The article “Celebrating our Legends” probably served as the impetus for naming a building with the name Franz Kröger. After plans to name the new Bulsa museum in my honour fell through, another opportunity arose. A house of the Senior High Technical School in Sandema had been named Azantilow House. However, when the whole school was named after the last Sandema-Nab, the house with dormitories had to be renamed. On 18 February 2023, I had the honour of being the new name bearer.
This was preceded by long negotiations and preparations of various kinds. Many Bulsa had committed themselves with all their might to the realisation of the project, and I would like to thank them on behalf of many others.
• The author of “Celebrating our Legends” and the many supporters of his proposal.
• The reigning Nab Azagsuk Azantilow II as well as his son Awonboro and other members of his family. Without the initiative of this energetic chief, the naming would probably never have come about.
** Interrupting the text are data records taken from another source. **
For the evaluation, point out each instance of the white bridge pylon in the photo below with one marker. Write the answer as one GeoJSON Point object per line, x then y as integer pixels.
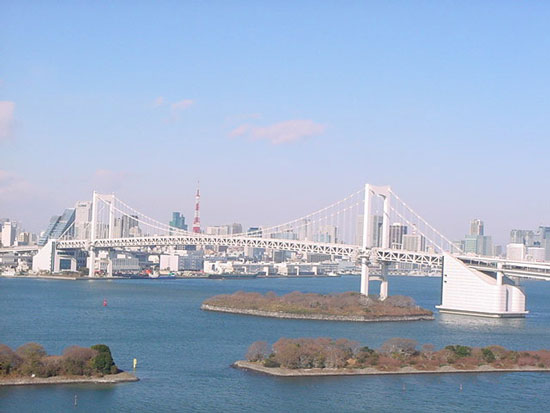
{"type": "Point", "coordinates": [372, 225]}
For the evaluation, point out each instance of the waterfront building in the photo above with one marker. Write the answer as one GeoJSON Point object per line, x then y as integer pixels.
{"type": "Point", "coordinates": [522, 236]}
{"type": "Point", "coordinates": [476, 227]}
{"type": "Point", "coordinates": [327, 233]}
{"type": "Point", "coordinates": [236, 228]}
{"type": "Point", "coordinates": [178, 221]}
{"type": "Point", "coordinates": [9, 230]}
{"type": "Point", "coordinates": [82, 219]}
{"type": "Point", "coordinates": [397, 231]}
{"type": "Point", "coordinates": [414, 242]}
{"type": "Point", "coordinates": [478, 244]}
{"type": "Point", "coordinates": [58, 226]}
{"type": "Point", "coordinates": [515, 251]}
{"type": "Point", "coordinates": [537, 254]}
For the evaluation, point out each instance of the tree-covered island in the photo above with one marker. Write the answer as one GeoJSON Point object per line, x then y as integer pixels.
{"type": "Point", "coordinates": [325, 356]}
{"type": "Point", "coordinates": [348, 306]}
{"type": "Point", "coordinates": [30, 364]}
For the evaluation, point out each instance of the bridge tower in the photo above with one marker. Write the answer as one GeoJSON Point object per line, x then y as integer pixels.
{"type": "Point", "coordinates": [371, 193]}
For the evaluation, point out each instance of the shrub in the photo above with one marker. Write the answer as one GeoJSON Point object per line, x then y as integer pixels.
{"type": "Point", "coordinates": [78, 360]}
{"type": "Point", "coordinates": [258, 351]}
{"type": "Point", "coordinates": [399, 346]}
{"type": "Point", "coordinates": [103, 361]}
{"type": "Point", "coordinates": [460, 351]}
{"type": "Point", "coordinates": [270, 362]}
{"type": "Point", "coordinates": [488, 355]}
{"type": "Point", "coordinates": [30, 351]}
{"type": "Point", "coordinates": [9, 360]}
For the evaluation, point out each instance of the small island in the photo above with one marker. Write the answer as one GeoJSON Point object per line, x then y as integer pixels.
{"type": "Point", "coordinates": [348, 306]}
{"type": "Point", "coordinates": [30, 364]}
{"type": "Point", "coordinates": [328, 357]}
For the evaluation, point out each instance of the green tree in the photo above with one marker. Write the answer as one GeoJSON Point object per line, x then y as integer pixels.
{"type": "Point", "coordinates": [103, 362]}
{"type": "Point", "coordinates": [488, 355]}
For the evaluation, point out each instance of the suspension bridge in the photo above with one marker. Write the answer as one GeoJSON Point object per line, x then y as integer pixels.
{"type": "Point", "coordinates": [372, 226]}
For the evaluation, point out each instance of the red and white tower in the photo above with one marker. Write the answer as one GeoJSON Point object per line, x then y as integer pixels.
{"type": "Point", "coordinates": [197, 219]}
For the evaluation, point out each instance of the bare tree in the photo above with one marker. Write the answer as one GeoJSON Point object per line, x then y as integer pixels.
{"type": "Point", "coordinates": [399, 345]}
{"type": "Point", "coordinates": [258, 351]}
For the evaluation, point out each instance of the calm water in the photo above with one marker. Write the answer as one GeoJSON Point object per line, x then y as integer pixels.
{"type": "Point", "coordinates": [184, 354]}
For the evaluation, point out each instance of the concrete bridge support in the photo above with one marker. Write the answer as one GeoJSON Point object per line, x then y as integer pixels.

• It is due to my personal friends Ghanatta Ayaric (Hamburg), Robert Atong Asekabta (Sandema), John Akanvariyuei Agandin (Southern Ghana), Evans Akangyelewon Atuick (USA), Atigsibadek Afoko (Southern Ghana) and others that the idea, once conceived, was not forgotten. Above all, Robert Asekabta, who himself belongs to the royal family, not only led the personal contacts with the Sandem-Nab, but he also delivered a speech at the naming ceremony and provided me with the most important photos of all activities.
• Administrative institutions such as the Bulsa Traditional Assembly and the Board of Governors (including the Director of Education) gave their approval and thus also legally secured the renaming.

• I would like to thank Mr. Solomon Akooti, headmaster of the Azantilow Senior High Technical School, for his organisational work and for his numerous e-mails informing me about the state of affairs. In the same way, I would like to thank the other planning committee members, Paul Sulley (Senior Housemaster) and Akanvarisagi Akan-nue Emmanuel (Housemaster), for their efforts.
• From the photos taken by Robert Asekabta, I can conclude that many students were also involved in the implementation of work. My gratitude goes out to them and the football players, also from other houses, for making the event more attractive to a larger number of visitors.
I hope that after the completion of the festivities my good relationship with the school, its teachers and students will intensify through further contacts and that my relationship with the Sandem-Nab and the Bulsa in general will remain as friendly as before.